Towards a Cleaner Marine Environment

3. No limits to marine pollution

Various chemicals, which can affect and harm the marine environment, are constantly flowing into the sea. These substances mainly originate in human activities, from our everyday housekeeping, to agriculture, industry, traffic and energy production.

This pollution does not solely come from Denmark, but also from other countries. Perhaps the smoke from Danish chimneys ends up in the Gulf of Bothnia, while the Baltic Sea receives, for instance, contaminated river water and atmospheric fallout from East Europe. If our efforts are to be successful, the pollution of the sea must be curbed also at the international level.

Fortunately, many substances that end up in the sea are innocuous in the environment, as micro-organisms and other natural processes degrade them rapidly. They can, however, disturb the balance between the different animal and plant species. But other substances - even at extremely low concentrations - only degrade with difficulty and are suspected of harming animal life and people. The environmental authorities' monitoring of the marine environment obviously keeps an eye on the most dangerous substance groups, for instance heavy metals and such poorly degradable organic substances as PCBs (polychlorinated biphenyls), pesticides, softeners for plastics, TBT (tributyltin) and the PAHs (polyaromatic hydrocarbons).

Fewer heavy metals in Danish harbours

The sea is primarily contaminated by heavy metals through atmospheric fallout and discharges from urban areas and industry. Once in the sea, most of the heavy metals become bound to particles in sediment. But a small quantity becomes dissolved in the water and can spread widely in marine food chains. Cadmium and mercury are the two heavy metals that accumulate in this way, and they are toxic to aquatic organisms and humanity alike.

Heavy metals also occur naturally in the environment. Such natural occurrences are called the background levels. Our goal for the Danish marine environment is to reduce the concentrations of heavy metals to values close to the background levels. Fortunately, sampling reveals that, with the exception of cadmium, concentrations of heavy metals are dropping in Danish waters and, in many places, are approaching their background levels. Certain places, such as Øresund and a few of the inner fiords, still exhibit levels high enough to affect aquatic organisms.

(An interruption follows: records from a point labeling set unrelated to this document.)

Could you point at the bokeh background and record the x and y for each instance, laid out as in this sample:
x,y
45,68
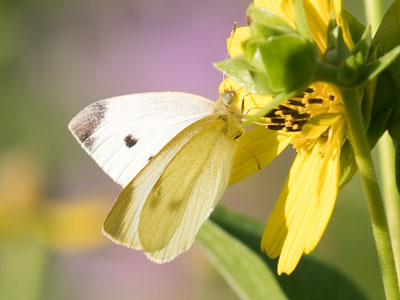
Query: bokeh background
x,y
56,57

Spotlight on PAHs from oil

PAHs are substances that occur in oils and are formed during the combustion of fossil fuels (coal, oil and gas). Oil spills from shipping, oil extraction and spillage from industrial processes at sea are the main sources of PAHs in the marine environment, although about a quarter of the sea's PAHs originate in land-based combustion processes.

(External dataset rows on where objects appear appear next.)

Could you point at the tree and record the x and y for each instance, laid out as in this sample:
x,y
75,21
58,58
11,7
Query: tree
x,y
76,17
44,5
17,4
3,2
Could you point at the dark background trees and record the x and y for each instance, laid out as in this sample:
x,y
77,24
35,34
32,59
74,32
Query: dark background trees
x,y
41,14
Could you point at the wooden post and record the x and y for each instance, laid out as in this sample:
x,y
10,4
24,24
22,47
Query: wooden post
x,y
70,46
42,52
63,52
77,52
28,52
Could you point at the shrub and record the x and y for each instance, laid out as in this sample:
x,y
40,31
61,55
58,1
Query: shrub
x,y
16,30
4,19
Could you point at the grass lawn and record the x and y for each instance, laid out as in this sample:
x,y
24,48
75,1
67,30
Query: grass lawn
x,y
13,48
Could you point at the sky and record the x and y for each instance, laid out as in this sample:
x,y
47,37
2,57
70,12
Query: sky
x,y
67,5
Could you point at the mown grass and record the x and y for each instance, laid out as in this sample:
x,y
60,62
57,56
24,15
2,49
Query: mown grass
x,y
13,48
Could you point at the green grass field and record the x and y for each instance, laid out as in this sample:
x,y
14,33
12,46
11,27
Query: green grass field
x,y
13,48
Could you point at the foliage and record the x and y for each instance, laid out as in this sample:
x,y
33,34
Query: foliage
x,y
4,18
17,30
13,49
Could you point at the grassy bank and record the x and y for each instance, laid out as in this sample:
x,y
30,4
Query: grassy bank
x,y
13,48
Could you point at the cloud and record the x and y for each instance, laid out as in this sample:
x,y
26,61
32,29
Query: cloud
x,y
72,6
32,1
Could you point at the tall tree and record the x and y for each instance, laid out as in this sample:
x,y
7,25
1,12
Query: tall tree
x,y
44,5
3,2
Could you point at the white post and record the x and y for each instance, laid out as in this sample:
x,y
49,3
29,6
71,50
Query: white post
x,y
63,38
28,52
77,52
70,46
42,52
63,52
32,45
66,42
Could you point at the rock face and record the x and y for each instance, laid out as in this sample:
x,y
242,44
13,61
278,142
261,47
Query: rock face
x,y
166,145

Many PAHs are acutely toxic to aquatic organisms and other types of PAH can act as carcinogens and cause changes in the genetic material of man and animals. Most aquatic organisms can, however, metabolise the substances and excrete their metabolites, which limits the extent of their accumulation in the food chain.

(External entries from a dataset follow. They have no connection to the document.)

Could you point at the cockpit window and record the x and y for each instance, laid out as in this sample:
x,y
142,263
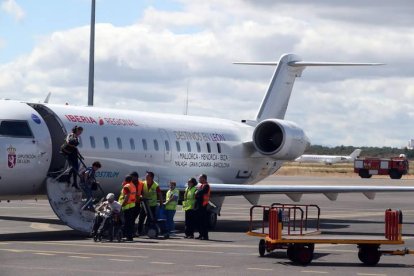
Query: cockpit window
x,y
18,129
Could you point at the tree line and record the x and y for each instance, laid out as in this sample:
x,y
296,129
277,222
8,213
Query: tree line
x,y
383,152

Monitoring of PAHs in our coastal waters shows that the general PAH level is low. But levels harmful to fish and small animals have been found in fiords, where water exchange only occurs slowly, or where major point sources of contamination are located. For this reason, the environmental authorities have redoubled their efforts to prevent the occurrence of all types of oil pollution in our waters.

Point sources and diffuse sources
Marine pollution has two origins, i.e., point sources and diffuse sources.
Point sources: pollution from particular sites. Discharges of waste water from sewage treatment plants and industry, as well as from watercourses, are particularly common point sources. Other point sources include, e.g., sea farms, depositing of sea-bed material and oil spills from shipping and drilling platforms.
Diffuse sources: leaching from the land, such as nitrates from fields, and atmospheric fallout, in which substances in chimney smoke are bound to dust or water particles and sooner or later precipitate.